GYAAN !

1. Exchange Traded Funds (ETFs) are innovative products, which first came into  existence in the USA in 1993. They have gained prominence over the last few years with over $300 billion invested as of end 2001 in about 360 ETFs globally.
About 60% of trading volume on the American Stock Exchange is from ETFs. Among the popular ones are SPDRs (Spiders) based on the S&P 500 Index, QQQs (Cubes) based on the Nasdaq-100 Index, iSHARES based on MSCI Indices and TRAHK (Tracks) based on the Hang Seng Index.
ETFs provide exposure to an index or a basket of securities that trade on the exchange like a single stock. They have a number of advantages over traditional open-ended funds as they can be bought and sold on the exchange at prices that are usually close to the actual intra-day NAV of the scheme. They are an innovation to traditional mutual funds as they provide investors a fund that closely tracks the performance of an index with the ability to buy/sell on an intra-day basis.
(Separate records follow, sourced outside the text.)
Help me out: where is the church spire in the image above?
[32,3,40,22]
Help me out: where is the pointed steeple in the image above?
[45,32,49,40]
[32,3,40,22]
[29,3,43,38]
Unlike listed closed-ended funds, which trade at substantial premia or more frequently at discounts to NAV, ETFs are structured in a manner which allows to create new units and redeem outstanding units directly with the fund, thereby ensuring that ETFs trade close to their actual NAVs.


The first ETF in India, "Nifty BeEs" (Nifty Benchmark Exchange Traded Scheme) based on S&P CNX Nifty, was launched in December 2001 by Benchmark Mutual Fund. It is bought and sold like any other stock on NSE
and has all characteristics of an index fund. It would provide returns that closely correspond to the total return of stocks included in Nifty.